Betina enfatizou que é essencial inserir jovens negros nas estratégias de desenvolvimento: “Não por romantismo, mas pela viabilidade do país. Sem colocar essas pessoas nessa equação do desenvolvimento, o país não se viabiliza”. O estudo também revelou que, apesar de avanços, as desigualdades entre brancos e negros ainda são significativas, embora a distância tenha diminuído desde 2012. O período analisado vai até 2024.
Os dados mostram que o IDHM dos brancos subiu de 0,804 em 2012 para 0,851 em 2024, enquanto o dos negros passou de 0,694 para 0,774 no mesmo período. A classificação do Pnud varia de 0 a 1, onde valores acima de 0,800 são considerados de desenvolvimento humano muito alto. O Brasil, que antes tinha um IDHM baixo, alcançou 0,805 em 2024, ingressando no grupo de países com desenvolvimento humano muito alto.
Em uma coletiva de imprensa em Brasília, Betina explicou que as desigualdades também são regionais e que todos melhoraram, mas o fosso entre as populações persiste. “Os ganhos de melhoria para os brancos serão marginais”, afirmou, ressaltando que “a maioria da população é negra, e políticas voltadas para esses segmentos podem diminuir as desigualdades regionais”.
“A elite branca do Brasil vai precisar dialogar com um conjunto outro de brasileiros que não são brancos, para que o país possa existir como um país e ancorado nesse valor da democracia”, declarou Betina.
A coordenadora destacou ainda a importância das novas gerações, que trazem consigo novas expectativas e desafios. “O que é o mundo digital agora para eles? Quais são as novas ferramentas?”, questionou, enfatizando que o futuro do Brasil depende de uma educação inclusiva e de uma economia que atenda a todos.
O crescimento do IDHM entre a população negra se deve, principalmente, a avanços nas áreas de educação e saúde, frutos de políticas públicas eficazes. Betina alertou que, para o próximo ciclo de desenvolvimento, é crucial que as políticas de geração de renda sejam mais inclusivas e não apenas dependam de programas sociais.

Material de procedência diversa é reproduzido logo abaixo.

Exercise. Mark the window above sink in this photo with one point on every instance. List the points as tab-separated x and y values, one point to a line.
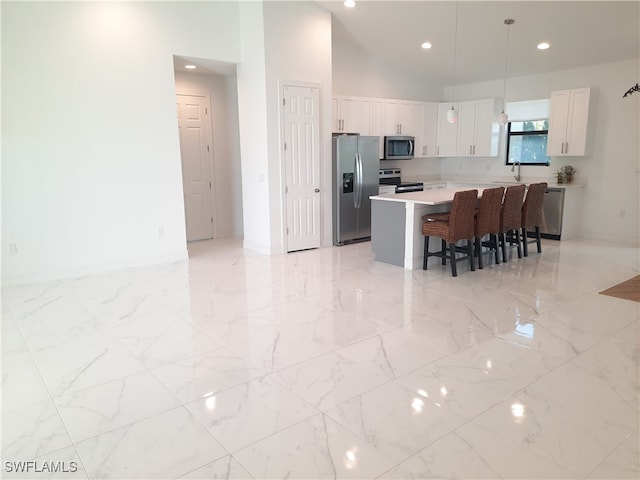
527	142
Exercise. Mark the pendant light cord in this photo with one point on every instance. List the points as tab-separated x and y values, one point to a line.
455	53
508	22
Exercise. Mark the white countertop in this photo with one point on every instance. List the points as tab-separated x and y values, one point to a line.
427	197
486	182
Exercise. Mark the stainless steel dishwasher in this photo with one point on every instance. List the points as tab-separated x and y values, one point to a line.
552	213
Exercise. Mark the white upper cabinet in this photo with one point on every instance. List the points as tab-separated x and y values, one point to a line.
478	130
398	117
447	133
568	122
346	114
372	119
425	126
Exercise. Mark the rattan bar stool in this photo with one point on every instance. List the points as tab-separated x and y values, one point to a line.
452	227
487	222
511	219
532	216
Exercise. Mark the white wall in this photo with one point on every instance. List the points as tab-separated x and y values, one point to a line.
223	93
357	72
90	151
254	138
298	45
611	207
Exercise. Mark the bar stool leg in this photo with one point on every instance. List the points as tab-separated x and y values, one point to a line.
454	268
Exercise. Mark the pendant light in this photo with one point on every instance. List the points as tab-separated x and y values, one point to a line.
452	115
503	118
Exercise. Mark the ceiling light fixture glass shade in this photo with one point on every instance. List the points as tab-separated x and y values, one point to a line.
452	115
503	118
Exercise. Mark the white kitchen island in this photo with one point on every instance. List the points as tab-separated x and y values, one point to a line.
396	224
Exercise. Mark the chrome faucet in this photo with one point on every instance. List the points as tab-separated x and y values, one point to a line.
517	175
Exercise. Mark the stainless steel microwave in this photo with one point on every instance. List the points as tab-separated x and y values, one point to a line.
398	148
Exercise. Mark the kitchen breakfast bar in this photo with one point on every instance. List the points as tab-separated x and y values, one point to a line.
396	224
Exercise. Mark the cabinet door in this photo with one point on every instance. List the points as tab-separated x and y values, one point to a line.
406	118
487	130
335	111
364	116
447	132
350	113
418	126
376	127
430	129
576	141
558	119
466	128
391	117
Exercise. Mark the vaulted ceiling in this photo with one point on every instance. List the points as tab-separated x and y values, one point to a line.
581	33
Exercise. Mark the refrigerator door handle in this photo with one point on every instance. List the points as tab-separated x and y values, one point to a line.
357	194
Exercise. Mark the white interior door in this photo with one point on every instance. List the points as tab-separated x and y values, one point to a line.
194	125
302	166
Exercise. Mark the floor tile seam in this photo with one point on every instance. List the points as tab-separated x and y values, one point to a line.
615	391
476	417
609	455
130	425
575	405
55	406
125	425
478	304
316	411
514	444
523	390
231	459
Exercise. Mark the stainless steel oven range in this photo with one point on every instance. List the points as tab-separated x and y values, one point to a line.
393	177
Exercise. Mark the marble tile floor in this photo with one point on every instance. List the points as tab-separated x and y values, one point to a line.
326	364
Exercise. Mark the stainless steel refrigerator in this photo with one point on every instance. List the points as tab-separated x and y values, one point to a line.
355	178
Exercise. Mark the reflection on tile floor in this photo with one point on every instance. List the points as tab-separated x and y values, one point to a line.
326	364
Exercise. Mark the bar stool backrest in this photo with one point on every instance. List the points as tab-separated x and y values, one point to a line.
511	215
532	207
461	220
488	215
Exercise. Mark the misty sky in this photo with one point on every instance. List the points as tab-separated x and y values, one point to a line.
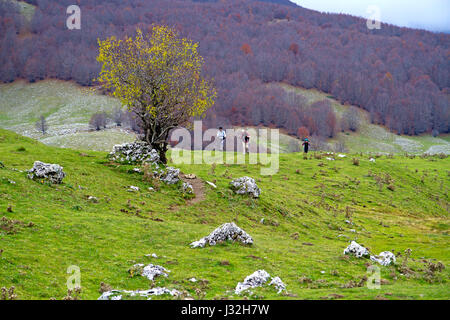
433	15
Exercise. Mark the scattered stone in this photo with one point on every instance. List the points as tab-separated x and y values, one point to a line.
357	250
227	231
170	176
118	294
133	189
245	185
150	271
278	284
104	287
136	152
50	172
187	188
385	258
258	279
211	184
93	199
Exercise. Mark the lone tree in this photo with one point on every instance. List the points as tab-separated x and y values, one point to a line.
158	78
41	125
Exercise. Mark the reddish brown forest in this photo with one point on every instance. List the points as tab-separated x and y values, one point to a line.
400	75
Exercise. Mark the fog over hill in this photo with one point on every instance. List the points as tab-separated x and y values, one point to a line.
432	15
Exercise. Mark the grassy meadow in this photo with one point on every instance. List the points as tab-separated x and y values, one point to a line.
394	204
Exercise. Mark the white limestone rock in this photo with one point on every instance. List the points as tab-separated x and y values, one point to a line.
246	185
152	271
357	250
136	152
258	279
385	258
118	294
278	284
51	172
226	232
170	176
187	188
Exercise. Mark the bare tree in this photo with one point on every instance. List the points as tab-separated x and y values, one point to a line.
351	120
41	125
98	121
158	77
119	116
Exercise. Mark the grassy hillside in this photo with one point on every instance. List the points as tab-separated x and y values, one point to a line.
373	138
68	108
301	240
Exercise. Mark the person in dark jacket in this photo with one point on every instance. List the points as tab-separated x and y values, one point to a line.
306	144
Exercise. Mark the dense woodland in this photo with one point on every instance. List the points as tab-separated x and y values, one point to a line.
399	75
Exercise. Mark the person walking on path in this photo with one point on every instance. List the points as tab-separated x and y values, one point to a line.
222	136
245	141
306	144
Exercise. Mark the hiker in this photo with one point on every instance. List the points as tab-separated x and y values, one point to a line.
306	144
222	136
245	141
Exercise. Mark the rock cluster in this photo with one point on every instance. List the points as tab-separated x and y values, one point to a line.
187	188
150	271
50	172
357	250
385	258
227	231
245	185
258	279
170	176
136	152
118	294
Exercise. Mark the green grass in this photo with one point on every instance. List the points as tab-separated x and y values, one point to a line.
299	207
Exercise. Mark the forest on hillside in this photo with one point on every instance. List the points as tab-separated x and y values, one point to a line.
399	75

Em 2012, o IDHMAD classificava o Brasil como um país de baixo desenvolvimento humano, com índice de 0,566. Já em 2024, esse número subiu para 0,641, mostrando que, embora haja progresso, ainda há um longo caminho a ser percorrido para reduzir as desigualdades e garantir um futuro mais equitativo para todos os brasileiros.